A description/proof of that collection of sets that are of non-zero cardinality is not set
Topics
About: set
The table of contents of this article
Starting Context
- The reader knows a definition of set.
- The reader knows a definition of cardinal number.
- The reader admits the proposition that there is no set that that contains all the sets.
Target Context
- The reader will have a description and a proof of the proposition that for any non-0 cardinal number, the collection of the sets that are of the cardinality is not any set.
Orientation
There is a list of definitions discussed so far in this site.
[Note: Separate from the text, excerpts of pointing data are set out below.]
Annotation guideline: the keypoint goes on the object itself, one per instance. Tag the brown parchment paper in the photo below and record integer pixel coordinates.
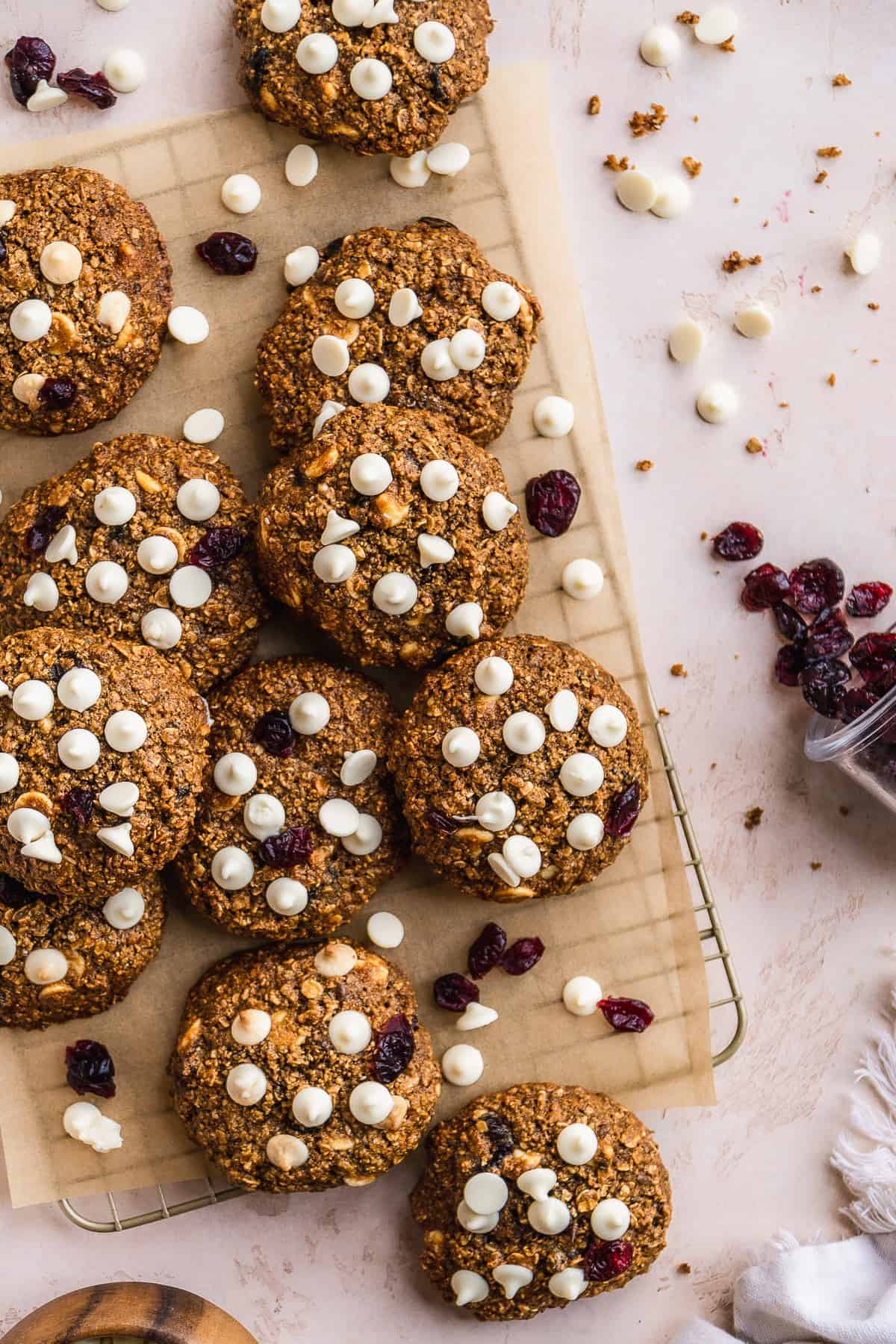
(635, 929)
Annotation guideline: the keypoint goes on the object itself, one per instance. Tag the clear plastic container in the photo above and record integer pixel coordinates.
(864, 749)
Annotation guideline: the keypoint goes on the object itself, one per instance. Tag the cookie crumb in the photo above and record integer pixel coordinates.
(642, 122)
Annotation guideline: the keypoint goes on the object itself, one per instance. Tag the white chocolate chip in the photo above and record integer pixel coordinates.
(462, 1065)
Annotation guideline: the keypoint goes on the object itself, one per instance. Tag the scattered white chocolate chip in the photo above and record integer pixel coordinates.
(462, 1065)
(582, 579)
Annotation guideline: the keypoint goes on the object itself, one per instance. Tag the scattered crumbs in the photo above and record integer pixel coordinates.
(641, 122)
(734, 261)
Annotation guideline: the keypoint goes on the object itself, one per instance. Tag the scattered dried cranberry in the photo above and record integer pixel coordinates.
(94, 87)
(829, 636)
(58, 393)
(78, 803)
(220, 546)
(738, 542)
(454, 992)
(606, 1260)
(90, 1068)
(626, 1014)
(868, 598)
(487, 951)
(551, 502)
(815, 585)
(623, 811)
(788, 665)
(30, 60)
(43, 530)
(228, 255)
(765, 586)
(394, 1048)
(287, 850)
(274, 732)
(521, 956)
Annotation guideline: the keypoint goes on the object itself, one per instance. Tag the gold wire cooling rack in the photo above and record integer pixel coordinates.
(727, 1018)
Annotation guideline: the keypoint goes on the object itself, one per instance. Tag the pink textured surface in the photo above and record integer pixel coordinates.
(812, 947)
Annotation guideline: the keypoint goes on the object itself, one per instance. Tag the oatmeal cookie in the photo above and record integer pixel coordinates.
(304, 1068)
(521, 769)
(65, 957)
(415, 316)
(144, 539)
(374, 77)
(536, 1196)
(102, 747)
(85, 293)
(299, 823)
(395, 534)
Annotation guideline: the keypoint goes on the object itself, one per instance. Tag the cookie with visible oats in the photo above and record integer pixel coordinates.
(65, 957)
(299, 824)
(395, 534)
(374, 75)
(144, 539)
(85, 295)
(538, 1196)
(300, 1068)
(414, 317)
(521, 769)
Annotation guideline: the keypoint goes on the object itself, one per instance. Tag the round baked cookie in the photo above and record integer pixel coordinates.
(374, 77)
(395, 534)
(85, 293)
(65, 957)
(413, 292)
(521, 769)
(536, 1196)
(102, 747)
(299, 823)
(146, 539)
(304, 1068)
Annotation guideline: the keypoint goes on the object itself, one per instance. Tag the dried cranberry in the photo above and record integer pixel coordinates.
(790, 623)
(606, 1260)
(43, 530)
(623, 811)
(220, 546)
(788, 665)
(78, 803)
(868, 598)
(287, 850)
(228, 255)
(874, 656)
(90, 1068)
(58, 393)
(815, 585)
(765, 586)
(274, 732)
(30, 60)
(551, 502)
(487, 951)
(738, 542)
(626, 1014)
(394, 1048)
(454, 992)
(521, 956)
(94, 87)
(829, 636)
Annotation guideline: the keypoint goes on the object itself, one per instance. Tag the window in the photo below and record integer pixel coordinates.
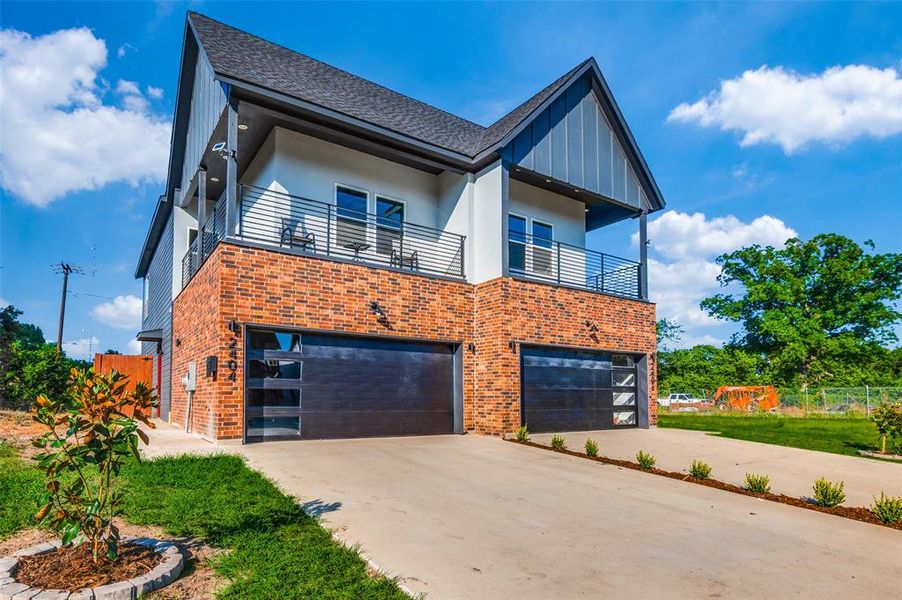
(389, 220)
(516, 244)
(350, 225)
(542, 234)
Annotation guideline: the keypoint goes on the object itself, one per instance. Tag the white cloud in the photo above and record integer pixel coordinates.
(679, 235)
(66, 138)
(779, 106)
(123, 312)
(681, 268)
(82, 348)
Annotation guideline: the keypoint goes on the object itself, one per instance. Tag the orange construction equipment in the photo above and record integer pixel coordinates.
(746, 397)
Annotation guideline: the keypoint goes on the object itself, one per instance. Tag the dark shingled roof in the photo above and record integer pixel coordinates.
(241, 56)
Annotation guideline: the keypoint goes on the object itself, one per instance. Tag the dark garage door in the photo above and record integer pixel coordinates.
(304, 385)
(575, 390)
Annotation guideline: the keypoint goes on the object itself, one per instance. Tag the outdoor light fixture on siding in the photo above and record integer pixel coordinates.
(377, 310)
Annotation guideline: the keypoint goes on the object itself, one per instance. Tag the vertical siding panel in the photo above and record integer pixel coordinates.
(590, 143)
(159, 316)
(605, 156)
(559, 139)
(541, 137)
(574, 120)
(632, 188)
(206, 105)
(619, 169)
(523, 148)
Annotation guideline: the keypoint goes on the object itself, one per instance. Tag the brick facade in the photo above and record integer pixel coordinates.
(262, 287)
There is a list of propositions discussed so far in this site.
Main Body
1: Description
For any non-0 cardinal number, \(c\), the collection of sets, \(C = \{S\vert card S = c\}\) where \(card S\) is the cardinal number of \(S\) is not any set.
2: Proof
Let us suppose that \(C\) was a set. For any set, \(S'\), \(S' \in S\) for an \(S \in C\), because for any \(S \in C\), if \(S' \notin S\), there would be a set, \(S'' \in S\) because \(0 \lt card S\), and the new set, \(S''' = (S \setminus \{S''\}) \cup \{S'\}\), would be a set of the cardinality, \(c\), by the pairing axiom, the subset axiom, and the union axiom. By the union axiom, \(\cup C\), which means \(\cup_{S \in C} S\), would be a set, but that would contain all the sets, which would not be any set, by the proposition that there is no set that that contains all the sets, a contradiction.